After the dust has settled from the SEC coming down on peer-to-peer lending companies in the United States, Prosper.com and Lending Club have come out as the two dominant forces in the peer-to-peer lending industry in the United States. These companies provide investors with an alternative investment to stocks, bonds and real estate that most investors previously did not have access to—consumer loans.

Becoming a lender through Prosper or Lending Club probably shouldn’t be your primary investment strategy, but it might be a good way to invest 5-10% of your assets as a way to hedge against other classes of investments. This leaves the question of which company should you use to invest in peer-to-peer loans.

When shopping for mutual funds or a stock broker, you’re primarily concerned about the expense costs. With peer-to-peer lending company, the expenses are about the same between both companies, but there are other major factors that you should take into consideration.

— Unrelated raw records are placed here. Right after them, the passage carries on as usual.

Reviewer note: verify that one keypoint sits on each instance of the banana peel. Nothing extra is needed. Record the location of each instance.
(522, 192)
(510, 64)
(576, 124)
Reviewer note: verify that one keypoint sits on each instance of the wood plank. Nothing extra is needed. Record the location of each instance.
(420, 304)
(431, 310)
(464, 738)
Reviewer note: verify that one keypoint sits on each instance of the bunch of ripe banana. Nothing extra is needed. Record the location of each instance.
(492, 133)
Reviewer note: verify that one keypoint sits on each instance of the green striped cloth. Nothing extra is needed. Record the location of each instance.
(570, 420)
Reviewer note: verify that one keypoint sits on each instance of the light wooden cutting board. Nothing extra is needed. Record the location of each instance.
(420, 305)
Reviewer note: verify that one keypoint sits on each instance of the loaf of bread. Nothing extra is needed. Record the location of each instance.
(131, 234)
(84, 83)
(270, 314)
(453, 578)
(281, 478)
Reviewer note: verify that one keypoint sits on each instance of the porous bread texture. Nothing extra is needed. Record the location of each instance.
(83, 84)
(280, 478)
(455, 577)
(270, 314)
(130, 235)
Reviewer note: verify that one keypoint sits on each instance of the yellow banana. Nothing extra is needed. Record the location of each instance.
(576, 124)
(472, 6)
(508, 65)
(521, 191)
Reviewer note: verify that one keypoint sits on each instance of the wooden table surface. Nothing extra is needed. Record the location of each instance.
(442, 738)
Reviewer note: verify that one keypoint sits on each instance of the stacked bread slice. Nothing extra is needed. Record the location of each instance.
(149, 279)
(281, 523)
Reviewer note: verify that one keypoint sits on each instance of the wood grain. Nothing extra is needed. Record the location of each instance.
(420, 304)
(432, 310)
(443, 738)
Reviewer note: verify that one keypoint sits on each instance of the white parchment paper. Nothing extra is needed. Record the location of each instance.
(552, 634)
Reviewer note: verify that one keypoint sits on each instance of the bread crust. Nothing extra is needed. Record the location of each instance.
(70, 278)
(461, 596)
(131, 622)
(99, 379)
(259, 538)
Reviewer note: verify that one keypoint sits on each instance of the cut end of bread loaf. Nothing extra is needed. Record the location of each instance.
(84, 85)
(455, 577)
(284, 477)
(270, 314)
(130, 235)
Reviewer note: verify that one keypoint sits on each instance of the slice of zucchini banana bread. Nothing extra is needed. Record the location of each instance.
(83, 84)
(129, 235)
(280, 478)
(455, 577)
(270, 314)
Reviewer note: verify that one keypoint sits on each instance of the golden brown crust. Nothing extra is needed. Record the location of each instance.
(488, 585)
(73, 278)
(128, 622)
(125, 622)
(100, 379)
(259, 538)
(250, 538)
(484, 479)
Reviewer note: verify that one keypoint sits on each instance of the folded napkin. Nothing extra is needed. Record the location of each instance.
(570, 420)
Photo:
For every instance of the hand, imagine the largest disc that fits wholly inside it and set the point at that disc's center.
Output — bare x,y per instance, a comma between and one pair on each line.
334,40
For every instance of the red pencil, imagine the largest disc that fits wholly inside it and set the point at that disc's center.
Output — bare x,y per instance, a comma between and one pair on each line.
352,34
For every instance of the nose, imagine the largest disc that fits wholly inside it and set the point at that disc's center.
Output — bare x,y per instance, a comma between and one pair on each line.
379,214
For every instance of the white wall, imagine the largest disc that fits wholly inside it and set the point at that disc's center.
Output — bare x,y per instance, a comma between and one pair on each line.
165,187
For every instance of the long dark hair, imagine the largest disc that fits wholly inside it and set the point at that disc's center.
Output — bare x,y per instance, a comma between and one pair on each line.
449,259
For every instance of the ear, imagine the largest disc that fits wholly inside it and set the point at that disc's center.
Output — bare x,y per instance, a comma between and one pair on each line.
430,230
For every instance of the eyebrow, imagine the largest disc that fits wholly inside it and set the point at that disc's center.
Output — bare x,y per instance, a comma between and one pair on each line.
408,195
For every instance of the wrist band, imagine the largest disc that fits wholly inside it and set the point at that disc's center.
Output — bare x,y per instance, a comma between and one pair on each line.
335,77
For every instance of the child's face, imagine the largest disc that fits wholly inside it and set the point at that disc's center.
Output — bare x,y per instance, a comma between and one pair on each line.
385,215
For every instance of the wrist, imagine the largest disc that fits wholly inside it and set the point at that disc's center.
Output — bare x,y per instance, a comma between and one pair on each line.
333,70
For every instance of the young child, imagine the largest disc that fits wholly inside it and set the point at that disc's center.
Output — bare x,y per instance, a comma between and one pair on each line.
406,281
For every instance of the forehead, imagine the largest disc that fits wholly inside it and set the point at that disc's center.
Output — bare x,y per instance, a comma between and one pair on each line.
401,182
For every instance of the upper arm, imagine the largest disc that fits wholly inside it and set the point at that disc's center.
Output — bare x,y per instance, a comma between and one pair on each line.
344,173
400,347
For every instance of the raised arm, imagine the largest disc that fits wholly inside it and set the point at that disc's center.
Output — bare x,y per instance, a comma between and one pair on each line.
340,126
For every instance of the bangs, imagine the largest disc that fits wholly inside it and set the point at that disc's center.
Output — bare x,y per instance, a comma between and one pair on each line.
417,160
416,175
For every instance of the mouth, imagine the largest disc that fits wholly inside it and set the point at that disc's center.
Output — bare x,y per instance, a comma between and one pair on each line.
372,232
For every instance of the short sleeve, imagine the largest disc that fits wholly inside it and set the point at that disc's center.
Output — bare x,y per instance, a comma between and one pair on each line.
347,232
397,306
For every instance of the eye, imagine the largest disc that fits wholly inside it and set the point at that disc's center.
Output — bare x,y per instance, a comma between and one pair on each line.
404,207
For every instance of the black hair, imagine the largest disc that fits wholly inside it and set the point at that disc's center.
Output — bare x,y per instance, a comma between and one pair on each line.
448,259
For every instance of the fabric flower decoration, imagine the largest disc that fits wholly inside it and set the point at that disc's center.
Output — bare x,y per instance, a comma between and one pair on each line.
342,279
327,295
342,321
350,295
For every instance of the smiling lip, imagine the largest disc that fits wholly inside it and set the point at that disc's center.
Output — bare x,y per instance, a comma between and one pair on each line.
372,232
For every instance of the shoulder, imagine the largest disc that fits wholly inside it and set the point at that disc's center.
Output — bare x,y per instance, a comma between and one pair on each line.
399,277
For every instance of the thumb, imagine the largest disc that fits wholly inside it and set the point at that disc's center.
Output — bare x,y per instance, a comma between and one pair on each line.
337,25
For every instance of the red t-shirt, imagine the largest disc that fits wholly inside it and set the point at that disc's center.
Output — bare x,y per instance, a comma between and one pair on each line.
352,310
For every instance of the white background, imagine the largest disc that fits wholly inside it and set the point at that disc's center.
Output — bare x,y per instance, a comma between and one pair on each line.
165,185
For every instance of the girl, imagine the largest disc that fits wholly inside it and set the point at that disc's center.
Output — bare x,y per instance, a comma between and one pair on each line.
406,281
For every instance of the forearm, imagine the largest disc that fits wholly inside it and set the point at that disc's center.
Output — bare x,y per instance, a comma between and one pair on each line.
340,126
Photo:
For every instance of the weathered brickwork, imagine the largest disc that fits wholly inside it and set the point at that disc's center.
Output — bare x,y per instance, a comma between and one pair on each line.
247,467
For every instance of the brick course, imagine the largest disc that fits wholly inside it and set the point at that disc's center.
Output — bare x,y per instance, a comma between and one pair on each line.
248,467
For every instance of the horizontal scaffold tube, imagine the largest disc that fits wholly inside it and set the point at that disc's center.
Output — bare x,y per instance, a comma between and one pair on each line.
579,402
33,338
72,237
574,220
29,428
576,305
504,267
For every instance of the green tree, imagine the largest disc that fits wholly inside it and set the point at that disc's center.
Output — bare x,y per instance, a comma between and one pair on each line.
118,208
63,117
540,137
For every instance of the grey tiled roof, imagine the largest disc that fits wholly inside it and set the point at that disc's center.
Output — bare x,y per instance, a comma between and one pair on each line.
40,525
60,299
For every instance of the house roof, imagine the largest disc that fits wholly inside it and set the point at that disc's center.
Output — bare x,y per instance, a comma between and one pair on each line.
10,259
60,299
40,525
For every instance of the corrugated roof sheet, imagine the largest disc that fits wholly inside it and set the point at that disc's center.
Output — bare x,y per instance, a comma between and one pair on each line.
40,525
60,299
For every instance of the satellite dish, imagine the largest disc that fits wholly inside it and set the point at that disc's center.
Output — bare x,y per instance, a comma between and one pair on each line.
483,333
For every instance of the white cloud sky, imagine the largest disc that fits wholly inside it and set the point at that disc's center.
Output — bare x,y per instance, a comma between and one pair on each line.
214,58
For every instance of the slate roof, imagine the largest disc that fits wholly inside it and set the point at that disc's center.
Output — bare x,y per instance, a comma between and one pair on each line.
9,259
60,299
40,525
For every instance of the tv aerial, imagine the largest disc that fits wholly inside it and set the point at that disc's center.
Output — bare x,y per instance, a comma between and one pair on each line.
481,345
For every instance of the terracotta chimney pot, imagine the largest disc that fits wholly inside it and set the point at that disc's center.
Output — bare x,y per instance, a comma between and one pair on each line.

As an investor, you want to put your money into the marketplace that will have the most profitable loans. You’ll want to know which company has lower default rates, which company does a better job of screening their borrowers, which company does a better job of collections, and which company charges its customers higher interest rates.

Both companies have had higher than expected delinquency rates. Many of the loans that Prosper.com originated in its first couple of years of operations have gone delinquent. Lending Club seems to have done a bit better job about screening its borrowers (they have a higher interest rate requirement), but you can expect default rates of about 9-10% of your loans when investing.

When a loan does go delinquent, Lending Club does a much better job of collections than Prosper. They have a system based on emails, telephone calls and skip tracing to remind the customer of their obligations to repay their debt. Prosper.com has been criticized by its investors in not doing nearly enough (or anything for that matter) to collect from its delinquent borrowers.

The interest rates that you’ll get from borrowers on both companies will vary. Lending Club charges fixed interest rates based on the borrower’s credit score, whereas Prosper.com investors bid at interest rates they are willing to lend money at. Depending on the situation, either company could yield better interest rates for investors.